La croissance chinoise s'est stabilisée au deuxième trimestre, à la faveur d'une accélération en juin de la production industrielle et des ventes de détail, mais cette embellie, favorisée par les mesures de soutien de Pékin et dopée par l'envolée boursière, reste fragile.

Le Produit intérieur brut (PIB) chinois a progressé de 7% sur les trois mois d'avril à juin, au-delà de la prévision médiane de quatorze experts interrogés par l'AFP, qui anticipaient au contraire un ralentissement à +6,9%.

La deuxième économie mondiale a enregistré en 2014, avec une croissance de 7,4%, sa plus faible performance depuis près d'un quart de siècle, et Pékin s'est fixé pour 2015 un objectif d'«environ 7%».

La croissance meilleure qu'attendu au deuxième trimestre «a pu être alimentée en partie par les gains du secteur financier, alors que s'envolaient les volumes d'échanges en Bourse», commentait Yang Zhao, économiste chez Nomura. «Mais ce soutien pourrait vite s'évaporer».

L'engouement effréné pour la Bourse a nourri une véritable bulle, avant un effondrement spectaculaire à partir de mi-juin, la Bourse de Shanghai dégringolant de 30% en trois semaines.

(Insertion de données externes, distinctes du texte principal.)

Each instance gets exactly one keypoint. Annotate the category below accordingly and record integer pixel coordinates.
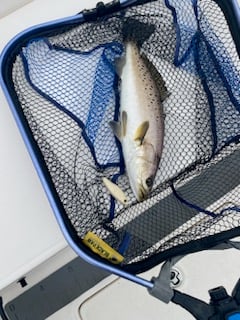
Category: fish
(140, 128)
(115, 191)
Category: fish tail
(136, 31)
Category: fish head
(142, 170)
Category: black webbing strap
(221, 307)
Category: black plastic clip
(101, 10)
(222, 306)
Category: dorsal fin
(124, 123)
(141, 131)
(160, 83)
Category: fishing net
(67, 85)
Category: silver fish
(141, 126)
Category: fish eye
(149, 182)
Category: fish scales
(141, 124)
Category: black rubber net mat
(69, 89)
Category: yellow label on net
(100, 247)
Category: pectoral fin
(141, 131)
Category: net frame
(69, 231)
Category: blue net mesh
(69, 90)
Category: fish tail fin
(136, 31)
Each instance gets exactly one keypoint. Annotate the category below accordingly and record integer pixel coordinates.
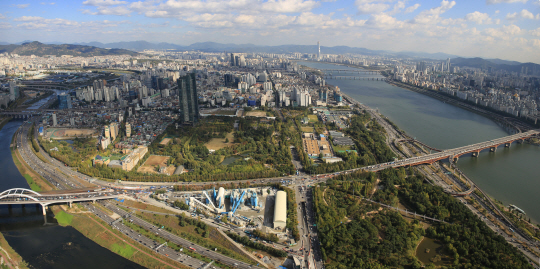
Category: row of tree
(244, 240)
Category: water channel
(49, 246)
(509, 175)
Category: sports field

Certes, «le PIB reflète l'emballement du secteur financier, qui a fait long feu», mais «il y a également des flots d'indicateurs positifs sur l'économie dans son ensemble», tempérait Julian Evans-Pritchard, du cabinet Capital Economics.

Et même si le chiffre officiel de la croissance est «presque certainement» surévalué par rapport à la réalité, «il y a de bonnes raisons de croire à une véritable stabilisation de l'activité», assurait-il.

Reprise «tortueuse»

Le Bureau national des statistiques (BNS) a dévoilé mercredi une nouvelle accélération de la production industrielle en juin, avec une progression de 6,8% sur un an contre +6,1% en mai.

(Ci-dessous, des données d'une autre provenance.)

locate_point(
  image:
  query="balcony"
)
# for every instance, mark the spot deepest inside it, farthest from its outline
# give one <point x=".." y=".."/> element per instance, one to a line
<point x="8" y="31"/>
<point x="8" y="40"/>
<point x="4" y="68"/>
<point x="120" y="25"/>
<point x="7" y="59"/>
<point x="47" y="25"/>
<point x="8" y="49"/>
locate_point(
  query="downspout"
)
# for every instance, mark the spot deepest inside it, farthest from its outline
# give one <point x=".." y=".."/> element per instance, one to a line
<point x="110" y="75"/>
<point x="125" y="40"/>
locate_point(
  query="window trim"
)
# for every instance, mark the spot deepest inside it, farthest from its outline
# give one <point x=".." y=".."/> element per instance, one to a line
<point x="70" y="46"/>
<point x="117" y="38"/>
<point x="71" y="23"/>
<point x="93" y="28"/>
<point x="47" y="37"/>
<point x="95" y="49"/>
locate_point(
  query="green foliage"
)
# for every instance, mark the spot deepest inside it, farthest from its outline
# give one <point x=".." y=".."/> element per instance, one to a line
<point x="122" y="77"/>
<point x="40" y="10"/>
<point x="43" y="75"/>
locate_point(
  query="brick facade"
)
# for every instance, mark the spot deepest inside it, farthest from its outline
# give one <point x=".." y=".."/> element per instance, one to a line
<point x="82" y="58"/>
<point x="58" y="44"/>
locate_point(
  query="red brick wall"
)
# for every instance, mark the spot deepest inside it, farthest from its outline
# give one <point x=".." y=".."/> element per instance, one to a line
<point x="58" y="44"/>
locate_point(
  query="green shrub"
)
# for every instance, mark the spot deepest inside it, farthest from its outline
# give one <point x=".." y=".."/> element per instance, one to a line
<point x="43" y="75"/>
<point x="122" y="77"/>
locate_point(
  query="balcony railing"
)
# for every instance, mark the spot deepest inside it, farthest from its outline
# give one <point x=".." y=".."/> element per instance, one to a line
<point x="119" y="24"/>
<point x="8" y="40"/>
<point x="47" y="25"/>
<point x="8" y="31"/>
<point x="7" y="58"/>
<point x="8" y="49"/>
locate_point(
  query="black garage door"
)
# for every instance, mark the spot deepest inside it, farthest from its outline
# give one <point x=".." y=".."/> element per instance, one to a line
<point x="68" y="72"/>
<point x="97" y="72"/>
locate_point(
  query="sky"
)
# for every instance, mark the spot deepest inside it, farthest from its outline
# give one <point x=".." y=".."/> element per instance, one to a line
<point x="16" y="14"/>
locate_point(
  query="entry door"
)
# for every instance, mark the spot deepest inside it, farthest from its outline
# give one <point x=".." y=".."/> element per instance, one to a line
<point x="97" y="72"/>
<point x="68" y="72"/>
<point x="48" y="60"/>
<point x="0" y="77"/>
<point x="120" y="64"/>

À rebours du ralentissement à +6% que prédisaient les économistes interrogés par l'agence Bloomberg.

Les ventes de détail, baromètre de la consommation des ménages, ont elles grimpé de 10,6% sur un an le mois dernier. Là encore, mieux qu'en mai et au-delà de la prévision médiane des experts (+10,2%).

«Les principaux indicateurs montrent que la croissance s'est stabilisée et est prête à accélérer, avec une dynamique renforcée», se réjouissait Sheng Laiyun, porte-parole du BNS.

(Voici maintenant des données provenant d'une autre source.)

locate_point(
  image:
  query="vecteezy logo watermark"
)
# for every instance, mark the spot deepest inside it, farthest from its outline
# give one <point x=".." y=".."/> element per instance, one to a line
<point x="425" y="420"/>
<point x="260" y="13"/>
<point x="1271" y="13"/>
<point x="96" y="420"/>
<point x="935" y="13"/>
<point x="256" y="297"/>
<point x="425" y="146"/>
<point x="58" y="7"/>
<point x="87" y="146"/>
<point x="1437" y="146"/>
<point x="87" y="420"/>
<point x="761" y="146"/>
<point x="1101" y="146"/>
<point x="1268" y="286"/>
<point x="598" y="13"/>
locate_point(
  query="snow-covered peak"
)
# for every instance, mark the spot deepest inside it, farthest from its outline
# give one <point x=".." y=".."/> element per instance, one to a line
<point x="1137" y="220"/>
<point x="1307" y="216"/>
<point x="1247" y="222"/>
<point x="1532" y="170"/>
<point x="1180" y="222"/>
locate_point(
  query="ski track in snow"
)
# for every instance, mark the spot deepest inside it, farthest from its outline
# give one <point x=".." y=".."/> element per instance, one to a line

Pour autant, même les autorités se montraient prudentes: «Il faut être conscient que la demande intérieure et internationale pâtit toujours d'un environnement difficile, et que la reprise économique mondiale est lente et tortueuse», avertissait M. Sheng.

De fait, si les exportations chinoises ont timidement rebondi en juin (+2,1% sur un an), les importations continuaient de s'enfoncer, plongeant de 6,7%, signe d'une consommation intérieure morose.

Avec une chute de presque 7% du commerce extérieur au premier semestre, c'est un traditionnel pilier de croissance qui s'effrite.

Quant à l'activité manufacturière chinoise, elle s'est encore contractée le mois dernier, selon l'indicateur PMI de référence publié par HSBC.

Confiance défaillante

La banque centrale chinoise (PBOC) n'a eu de cesse de multiplier les assouplissements monétaires, abaissant à quatre reprises depuis novembre ses taux d'intérêt tout en réduisant toujours davantage les ratios de réserves obligatoires imposés aux banques pour les inciter à élargir leurs prêts.

Pékin s'est par ailleurs employé à réduire la pression de l'endettement des gouvernements locaux. Autant de mesures qui ont pu contribuer au sursaut de l'économie en juin.

Pour autant, «les indicateurs d'activité (sur le trimestre) restent assez décevants», estimait Li-Gang Liu, analyste de la banque ANZ.

Quant aux investissements en capital fixe (finançant des travaux d'infrastructure), ils ont gonflé de 11,4% au premier semestre selon le BNS: «C'est très en dessous de l'objectif officiel de +15% sur l'année», notait M. Liu, pointant la faiblesse des investissements dans un secteur immobilier atone.

«Alors que les risques de déflation demeurent élevés et que la confiance générale s'est brutalement détériorée, assommée par le krach boursier, la PBOC devra continuer à se montrer accommodante», jugeait-il.

Plusieurs analystes s'attendent d'ici à décembre à une baisse supplémentaire des taux d'intérêt, et à une nouvelle coupe, voire deux, dans les ratios de réserves obligatoires des banques.

Pékin vante la «nouvelle norme» d'une croissance chinoise ralentie et ses efforts de rééquilibrage au profit de la consommation, des services et du secteur privé, mais les autorités s'efforcent ouvertement de prévenir tout atterrissage brutal et de préserver l'emploi.